Dean finishes off one, and her first is sailing toward the ground dead or not quite yet (he'll be able to tell better than her from here; it's part of why she doesn't like distance all that much either), and she sends another bolt pegged for it still. Safer than sorry. But more heads are pushing up out of the ground and the cloud of dust, all the more angry-vicious for the smell of blood, death screams, and flying viscera.
no subject
Well, maybe he gets to show off just a little.
The first time one of them gets too close for comfort, he throws out a hand and blasts it back a dozen yards with a flash of white light. It doesn't kill the thing, but it does a good enough job stunning it long enough for him to chop off another thing's head.
The second time he gambles, and it pays off for the first time outside of training — that goddamn shield, that sign he spent forever trying to get right and just couldn't until not too long ago. One of the sand worms bashes itself into the thing over and over, but it doesn't falter. Gives her plenty of time to take aim, fire a bolt, and put it out of its misery.

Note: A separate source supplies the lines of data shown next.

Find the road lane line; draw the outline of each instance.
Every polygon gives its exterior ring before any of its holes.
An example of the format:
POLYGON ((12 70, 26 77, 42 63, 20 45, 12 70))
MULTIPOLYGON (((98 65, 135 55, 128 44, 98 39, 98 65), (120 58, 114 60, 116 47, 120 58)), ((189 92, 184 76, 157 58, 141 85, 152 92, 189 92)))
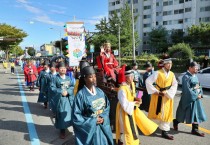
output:
MULTIPOLYGON (((192 126, 192 124, 185 124, 186 126, 192 126)), ((208 133, 208 134, 210 134, 210 130, 208 130, 208 129, 205 129, 205 128, 202 128, 202 127, 199 127, 199 130, 201 130, 201 131, 203 131, 203 132, 205 132, 205 133, 208 133)))
POLYGON ((18 84, 19 84, 19 89, 20 89, 20 94, 21 94, 21 99, 22 99, 22 104, 23 104, 23 110, 24 110, 24 114, 25 114, 25 118, 26 118, 26 123, 28 126, 28 131, 29 131, 29 137, 30 137, 30 141, 31 141, 31 145, 40 145, 40 141, 36 132, 36 128, 34 125, 34 121, 28 106, 28 102, 21 84, 21 80, 18 74, 18 71, 16 70, 16 75, 18 78, 18 84))

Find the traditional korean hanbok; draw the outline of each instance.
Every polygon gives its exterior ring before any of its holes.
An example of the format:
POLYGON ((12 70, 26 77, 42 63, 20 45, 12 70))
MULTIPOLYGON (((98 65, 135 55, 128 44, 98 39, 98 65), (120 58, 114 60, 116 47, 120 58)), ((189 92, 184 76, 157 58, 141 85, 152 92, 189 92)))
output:
POLYGON ((109 111, 109 101, 99 88, 94 87, 94 93, 92 93, 84 86, 77 93, 72 112, 76 145, 114 144, 109 111), (97 116, 104 119, 102 124, 97 124, 97 116))
POLYGON ((72 104, 74 100, 73 89, 74 85, 68 76, 61 77, 59 74, 55 78, 55 85, 51 87, 54 97, 57 97, 55 127, 57 129, 66 129, 72 125, 72 104), (62 96, 62 92, 66 90, 67 96, 62 96))

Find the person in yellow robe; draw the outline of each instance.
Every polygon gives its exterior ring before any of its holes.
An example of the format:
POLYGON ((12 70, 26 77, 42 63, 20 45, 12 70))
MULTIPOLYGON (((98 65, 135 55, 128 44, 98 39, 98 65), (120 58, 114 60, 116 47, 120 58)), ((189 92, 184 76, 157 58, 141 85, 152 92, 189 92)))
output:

A tank and a marksman, it's a classic combo. You gotta love it.
no subject
But. Maybe it delays Jo a second longer than it should. The comically weird, unmovable trainwreck pause of just watching the monster bash its head again and again toward where Dean is standing and, each time, get stopped by a near-invisible wall. It's only the glitch of the record, and then she's reloading and aiming for that one. Rage-confused and single-minded. One shot. Two.
There's a prickle of something she's trying hard not to label this early, about being this far away. Left out of range, like there are still kid wheels. On her horse. Whatever. I want to do more than sit somewhere out here, playing Duck Hunt, safe as houses, the way none of them ever were or are.